The children returned to the darkened dining room, where Superman was being shown on a small television set. Jane instantly fell asleep. Dan watched Superman spin the earth backward so he could prevent Lois Lane from being smothered in a rockslide. The train shot past a group of old lighted buildings, SEWER KING, a sign said. When the movie ended, Jane woke up.
“When we lived in New York,” she said muzzily, “I was sitting in the kitchen one afternoon doing my homework and this girl came in and sat down at the table. Did I ever tell you this? It was the middle of the winter and it was snowing. This person just came in with snow on her coat and sat right down at the table.”
“Who was she,” Dan asked.
“It was me, but I was old. I mean I was about thirty years old or something.”
“It was a dream,” Dan said.
“It was the middle of the afternoon, I tell you! I was doing my homework. She said, ‘You’ve never lifted a finger to help me.’ Then she asked me for an aspirin.”

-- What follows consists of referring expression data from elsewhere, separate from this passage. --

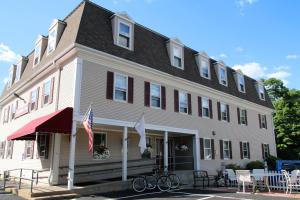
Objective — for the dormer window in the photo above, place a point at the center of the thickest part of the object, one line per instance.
(241, 82)
(261, 91)
(123, 30)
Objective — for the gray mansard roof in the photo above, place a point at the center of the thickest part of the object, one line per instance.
(95, 31)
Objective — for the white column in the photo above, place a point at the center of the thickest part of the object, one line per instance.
(196, 151)
(166, 151)
(124, 154)
(72, 156)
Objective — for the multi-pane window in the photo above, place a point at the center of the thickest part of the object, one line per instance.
(9, 149)
(204, 66)
(29, 147)
(52, 40)
(124, 35)
(183, 102)
(155, 98)
(224, 112)
(177, 56)
(47, 92)
(241, 82)
(2, 149)
(205, 107)
(43, 146)
(226, 149)
(207, 149)
(120, 87)
(223, 76)
(37, 54)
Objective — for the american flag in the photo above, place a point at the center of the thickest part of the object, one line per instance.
(88, 126)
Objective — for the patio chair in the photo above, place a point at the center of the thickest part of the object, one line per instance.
(231, 177)
(292, 181)
(244, 177)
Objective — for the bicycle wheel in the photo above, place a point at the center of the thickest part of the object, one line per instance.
(139, 184)
(151, 182)
(163, 183)
(175, 182)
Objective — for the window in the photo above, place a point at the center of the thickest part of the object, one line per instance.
(204, 68)
(2, 149)
(224, 112)
(241, 82)
(207, 149)
(226, 149)
(47, 91)
(37, 54)
(100, 150)
(43, 146)
(29, 147)
(223, 76)
(205, 107)
(34, 99)
(245, 150)
(124, 35)
(183, 102)
(52, 40)
(155, 98)
(177, 57)
(261, 91)
(120, 87)
(9, 149)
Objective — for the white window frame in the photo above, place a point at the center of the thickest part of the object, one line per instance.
(114, 91)
(152, 85)
(239, 82)
(102, 133)
(52, 40)
(261, 92)
(201, 60)
(224, 104)
(205, 99)
(207, 148)
(226, 77)
(245, 149)
(226, 149)
(187, 103)
(129, 35)
(243, 115)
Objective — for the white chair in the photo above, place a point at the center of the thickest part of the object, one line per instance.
(292, 181)
(244, 177)
(231, 176)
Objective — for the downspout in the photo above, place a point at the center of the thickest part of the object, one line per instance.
(56, 109)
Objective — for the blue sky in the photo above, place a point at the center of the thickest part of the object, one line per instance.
(261, 37)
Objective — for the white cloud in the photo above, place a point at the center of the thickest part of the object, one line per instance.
(6, 54)
(253, 69)
(292, 56)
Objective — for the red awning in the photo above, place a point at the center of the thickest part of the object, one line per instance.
(57, 122)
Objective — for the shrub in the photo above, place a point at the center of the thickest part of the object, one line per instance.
(255, 165)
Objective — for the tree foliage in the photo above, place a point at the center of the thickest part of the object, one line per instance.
(286, 118)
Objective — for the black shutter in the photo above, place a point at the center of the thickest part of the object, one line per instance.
(221, 149)
(228, 113)
(163, 97)
(147, 94)
(213, 149)
(176, 103)
(210, 109)
(202, 149)
(219, 111)
(239, 116)
(200, 106)
(189, 104)
(241, 150)
(109, 85)
(130, 90)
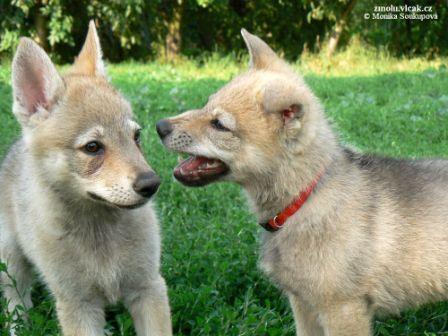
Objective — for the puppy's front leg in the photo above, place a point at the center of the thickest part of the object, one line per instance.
(150, 310)
(347, 319)
(81, 318)
(306, 321)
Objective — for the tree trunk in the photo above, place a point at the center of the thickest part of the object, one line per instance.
(338, 28)
(173, 39)
(40, 22)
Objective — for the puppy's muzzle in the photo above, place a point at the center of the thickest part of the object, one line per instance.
(164, 128)
(146, 184)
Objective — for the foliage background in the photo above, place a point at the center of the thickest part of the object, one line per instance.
(144, 29)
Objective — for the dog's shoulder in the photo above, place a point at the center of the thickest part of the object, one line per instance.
(12, 161)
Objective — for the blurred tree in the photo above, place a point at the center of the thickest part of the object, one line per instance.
(140, 29)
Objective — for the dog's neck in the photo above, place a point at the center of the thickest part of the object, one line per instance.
(271, 193)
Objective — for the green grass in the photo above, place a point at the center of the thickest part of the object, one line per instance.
(210, 240)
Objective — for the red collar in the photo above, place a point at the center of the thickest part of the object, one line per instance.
(277, 222)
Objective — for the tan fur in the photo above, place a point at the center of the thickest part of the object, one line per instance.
(89, 252)
(372, 237)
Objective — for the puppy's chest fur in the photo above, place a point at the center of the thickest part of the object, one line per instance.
(94, 252)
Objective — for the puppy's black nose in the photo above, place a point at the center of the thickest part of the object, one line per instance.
(164, 128)
(146, 184)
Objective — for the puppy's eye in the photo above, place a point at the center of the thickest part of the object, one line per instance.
(137, 137)
(93, 147)
(218, 125)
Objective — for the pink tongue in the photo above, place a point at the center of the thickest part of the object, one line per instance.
(194, 163)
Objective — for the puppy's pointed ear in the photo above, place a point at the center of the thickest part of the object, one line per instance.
(89, 61)
(287, 99)
(36, 83)
(261, 55)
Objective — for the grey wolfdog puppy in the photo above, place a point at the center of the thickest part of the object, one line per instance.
(350, 235)
(74, 197)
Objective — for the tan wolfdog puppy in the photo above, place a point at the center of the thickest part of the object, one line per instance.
(372, 237)
(74, 200)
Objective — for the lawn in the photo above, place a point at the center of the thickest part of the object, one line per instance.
(210, 240)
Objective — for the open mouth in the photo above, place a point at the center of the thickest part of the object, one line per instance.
(198, 171)
(101, 199)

After a moment, Dan said, “It was probably the cleaning lady.”
“Cleaning lady! Cleaning lady, for god’s sake. What do you know about cleaning ladies!”
Dan felt her hair bristle as though someone were running a comb through it back to front, and realized she was mad, madder than she’d been all summer, for all summer she’d only felt humiliated when Jane was nasty to her.
“Listen up,” Dan said, “don’t talk to me like that anymore.”
“Like what,” Jane said coolly.
Dan stood up and walked away while Jane was saying, “The thing I don’t understand is how she ever got into that apartment. My father had about a dozen locks on the door.”
Dan sat in her seat in the quiet, dark coach and looked out at the night. She tried to recollect how it seemed dawn happened. Things just sort of rose out, she guessed she knew. There was nothing you could do about it. She thought of Jane’s dream in which the men in white bathing caps were pushing all her grandma’s things out of the house and into the street. The inside became empty and the outside became full. Dan was beginning to feel sorry for herself. She was alone, with no friends and no parents, sitting on a train between one place and another, scaring herself with someone else’s dream in the middle of the night. She got up and walked through the rocking cars to the Starlight Lounge for a glass of water. After 4:00 a.m. it was no longer referred to as the Starlight Lounge. They stopped serving drinks and turned off the electric stars. It became just another place to sit. Mr. Muirhead was sitting there, alone. He must have been on excellent terms with the stewards because he was drinking a Bloody Mary.